>> Prior to the Dubai/Chanel trip, I had a packing terror over impending 40 degrees celcius plus heat and set myself off on a vintage shopping mission to seek out “Long, floaty, white things”. The mission was of course bound for failure. Too easily diverted, distracted and therefore, mission derailed. Along the Camden Passage, a longtime vintage haunt I hadn’t frequented in a while, where many long, white and floaty garments would reside (spots like Annie’s is basically a sartorial homage to Miss Havisham), I found myself in Fat Faced Cat, looking at something pink, short and not floaty at all. I was due a curious vintage find and it perhaps doesn’t get much odder than an American horse jockey silk shirt, from the first half of the 20th century. It comes emblazoned with hearts down the sleeves and was sold with a little black satin racing cap cover. I must be mentally going through every potential sports/active pursuits to exploit. 70s skiwear. Check. Surf and skate. Check. Motocross. Check. Horse racing. Check check.
Looser fitting than yer’ average horse racing silks with an unusual seven hearts motif (three on one side, four on the other), the shirt definitely has a life beyond the race track and obviously gives me the opportunity to literally wear my heart on my sleeve. Uh-huh-huh – wasn’t going to pass up that pun opportunity. I’m also feeling the TLC satin PJ vibe of the almost too-shiny silk satin, that today is eschewed in favour of practical lycra in the horse racing world.
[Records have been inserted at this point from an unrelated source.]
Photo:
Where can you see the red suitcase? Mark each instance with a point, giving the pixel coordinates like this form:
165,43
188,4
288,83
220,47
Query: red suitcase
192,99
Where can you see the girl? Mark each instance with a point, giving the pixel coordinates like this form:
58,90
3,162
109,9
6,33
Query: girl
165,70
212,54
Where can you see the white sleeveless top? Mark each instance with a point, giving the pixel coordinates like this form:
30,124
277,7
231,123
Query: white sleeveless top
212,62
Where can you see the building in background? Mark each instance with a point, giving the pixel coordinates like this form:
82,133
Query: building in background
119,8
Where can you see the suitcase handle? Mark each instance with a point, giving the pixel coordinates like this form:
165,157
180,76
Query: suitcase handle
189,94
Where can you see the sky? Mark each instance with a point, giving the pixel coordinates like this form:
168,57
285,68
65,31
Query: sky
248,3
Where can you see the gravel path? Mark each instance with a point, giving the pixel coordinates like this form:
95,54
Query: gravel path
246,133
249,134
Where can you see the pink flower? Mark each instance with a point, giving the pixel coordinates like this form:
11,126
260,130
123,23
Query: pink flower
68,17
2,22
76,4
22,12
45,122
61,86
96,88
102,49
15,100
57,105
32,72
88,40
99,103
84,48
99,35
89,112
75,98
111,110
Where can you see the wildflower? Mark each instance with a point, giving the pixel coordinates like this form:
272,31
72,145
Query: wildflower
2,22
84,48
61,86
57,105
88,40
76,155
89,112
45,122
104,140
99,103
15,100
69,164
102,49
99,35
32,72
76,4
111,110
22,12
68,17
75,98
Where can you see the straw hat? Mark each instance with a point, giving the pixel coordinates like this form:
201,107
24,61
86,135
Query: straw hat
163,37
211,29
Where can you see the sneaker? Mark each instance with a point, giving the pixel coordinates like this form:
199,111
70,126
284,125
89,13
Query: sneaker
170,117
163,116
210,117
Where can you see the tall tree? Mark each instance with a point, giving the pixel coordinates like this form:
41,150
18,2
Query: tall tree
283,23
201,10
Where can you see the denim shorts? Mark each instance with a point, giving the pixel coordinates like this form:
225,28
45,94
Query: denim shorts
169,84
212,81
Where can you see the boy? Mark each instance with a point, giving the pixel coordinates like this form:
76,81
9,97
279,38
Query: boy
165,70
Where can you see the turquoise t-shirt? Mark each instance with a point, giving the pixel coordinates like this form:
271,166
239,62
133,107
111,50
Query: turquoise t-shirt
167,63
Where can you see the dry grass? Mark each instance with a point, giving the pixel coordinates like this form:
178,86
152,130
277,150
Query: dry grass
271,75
Speaking of creative horse racing silks, a quick internet dig and this ye olde 2011 Central Saint Martins BA project came up where graphic design students were invited to give traditional jockeys’ racing silks a radical makeover. Despite the fact that they’re mostly hypothetical, I love the look of a lot of these. Despite their flamboyant appearance, the majority of horse racing silks designs have very rigorous registration and ownership processes. These would definitely shake things up.